1
$\begingroup$

I am trying to establish that

$\frac2{\pi}\int_0^{2\pi} f(e^{i\theta})\cos^2\left(\frac{\theta}{2}\right)\;\mathrm d\theta=2f(0)+f^\prime(0)$

for $f$ analytic on $|z| < R,\; R > 1$

I think I am making a mistake somewhere, please point it out to me.Here's what I've done unsing the mean value property and Cauchy's integral formula:

2f(0)+f'(0)=2(\frac1{2\pi}\int_0^{2\pi} f(e^{i\theta})d\theta + \frac1{2\pi i}\int_0^{2\pi}\frac{f(e^{i\theta})ie^{i\theta}}{e^{i2\theta}}=\frac{1}{\pi}\int_0^{2\pi} f(e^{i\theta})d\theta\frac1{2\pi}\int_0^{2\pi}\frac{f(e^{i\theta})}{e^{i\theta}}\quad\text{(1)}

But when I develop the expression $\frac2{\pi}\int_0^{2\pi} f(e^{i\theta})\cos^2(\frac{\theta}{2}) d\theta$ I get:

$\frac1{\pi}\int_0^{2\pi} f(e^{i\theta})d\theta+\frac1{2\pi}\int_0^{2\pi}f(e^{i\theta})[{e^{i\theta}}+e^{i-\theta}]d\theta \quad\text{(2)}$

The second integral in (1) differs from the second integral in (2).
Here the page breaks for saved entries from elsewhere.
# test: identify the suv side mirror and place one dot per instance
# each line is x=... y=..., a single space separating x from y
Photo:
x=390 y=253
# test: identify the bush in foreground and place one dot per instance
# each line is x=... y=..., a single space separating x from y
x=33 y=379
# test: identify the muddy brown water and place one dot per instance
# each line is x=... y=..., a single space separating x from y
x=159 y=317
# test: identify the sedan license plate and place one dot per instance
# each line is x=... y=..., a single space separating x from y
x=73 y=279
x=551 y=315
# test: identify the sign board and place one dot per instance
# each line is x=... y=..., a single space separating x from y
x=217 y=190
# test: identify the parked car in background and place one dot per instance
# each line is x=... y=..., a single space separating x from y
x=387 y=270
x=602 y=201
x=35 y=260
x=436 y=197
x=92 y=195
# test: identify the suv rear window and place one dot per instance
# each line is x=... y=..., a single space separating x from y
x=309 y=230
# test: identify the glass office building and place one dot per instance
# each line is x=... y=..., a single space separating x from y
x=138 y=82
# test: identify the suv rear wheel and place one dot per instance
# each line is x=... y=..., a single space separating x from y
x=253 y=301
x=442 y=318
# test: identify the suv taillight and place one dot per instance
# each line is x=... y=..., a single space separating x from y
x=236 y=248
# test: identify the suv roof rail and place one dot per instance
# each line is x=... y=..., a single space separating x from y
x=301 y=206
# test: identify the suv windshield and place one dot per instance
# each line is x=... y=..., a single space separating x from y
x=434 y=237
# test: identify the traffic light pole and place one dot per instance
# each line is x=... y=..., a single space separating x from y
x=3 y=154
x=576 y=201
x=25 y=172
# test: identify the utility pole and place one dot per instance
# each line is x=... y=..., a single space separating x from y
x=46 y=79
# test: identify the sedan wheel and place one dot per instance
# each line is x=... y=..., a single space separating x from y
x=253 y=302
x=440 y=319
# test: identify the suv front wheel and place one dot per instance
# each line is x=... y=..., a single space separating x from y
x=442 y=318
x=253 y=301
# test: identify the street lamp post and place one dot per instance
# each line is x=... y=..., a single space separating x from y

Thanks.

1 Answers 1

2

Ooh, interesting formula! Let me try...

$\frac2{\pi}\int_0^{2\pi} f(e^{i\theta})\cos^2\left(\frac{\theta}{2}\right)\;\mathrm d\theta=\frac2{\pi}\int_0^{2\pi} f(e^{i\theta})\left(\frac{1+\cos\,\theta}{2}\right)\;\mathrm d\theta$

$=\frac1{\pi}\int_0^{2\pi} f(e^{i\theta})(1+\cos\,\theta)\;\mathrm d\theta$

$=\frac1{\pi}\left(\int_0^{2\pi} f(e^{i\theta})\;\mathrm d\theta+\int_0^{2\pi} f(e^{i\theta})\cos\,\theta\;\mathrm d\theta\right)$

Now, let's look at the Cauchy formula

$f(0)=\frac1{2\pi i}\oint_\gamma \frac{f(u)}{u}\mathrm du=\frac1{2\pi i}\int_0^{2\pi} \frac{f(\exp(i\theta))}{\exp(i\theta)}\mathrm d(\exp(i\theta))=\frac1{2\pi}\int_0^{2\pi}f(\exp(i\theta))\mathrm d\theta$

and going back to the original expression we have

$2f(0)+\frac1{\pi}\int_0^{2\pi} f(\exp(i\theta))\cos\,\theta\;\mathrm d\theta$

How to take care of that other piece... let's start at that Cauchy formula again:

$f(z)=\frac1{2\pi i}\oint_\gamma \frac{f(u)}{u-z}\mathrm du$

If we differentiate with respect to $z$, we have

$f^{\prime}(z)=\frac1{2\pi i}\oint_\gamma \frac{f(u)}{(u-z)^2}\mathrm du$

and now we can try substituting in an anticlockwise unit-circular contour yet again:

$f^{\prime}(0)=\frac1{2\pi i}\int_0^{2\pi} \frac{f(\exp(i\theta))}{\exp(2i\theta)}\mathrm d(\exp(i\theta))$

$=\frac1{2\pi}\int_0^{2\pi} f(\exp(i\theta))\exp(-i\theta)\mathrm d\theta$

$=\frac1{2\pi}\int_0^{2\pi} f(\exp(i\theta))\cos\,\theta\;\mathrm d\theta-\frac{i}{2\pi}\int_0^{2\pi} f(\exp(i\theta))\sin\,\theta\;\mathrm d\theta$

Luckily, the sine is antisymmetric about $\theta=\pi$, so that the imaginary part is easily removed:

$f^{\prime}(0)=\frac1{2\pi}\int_0^{2\pi} f(\exp(i\theta))\cos\,\theta\;\mathrm d\theta$

Long story short... the correct expression is actually $2f(0)+2f^\prime(0)$...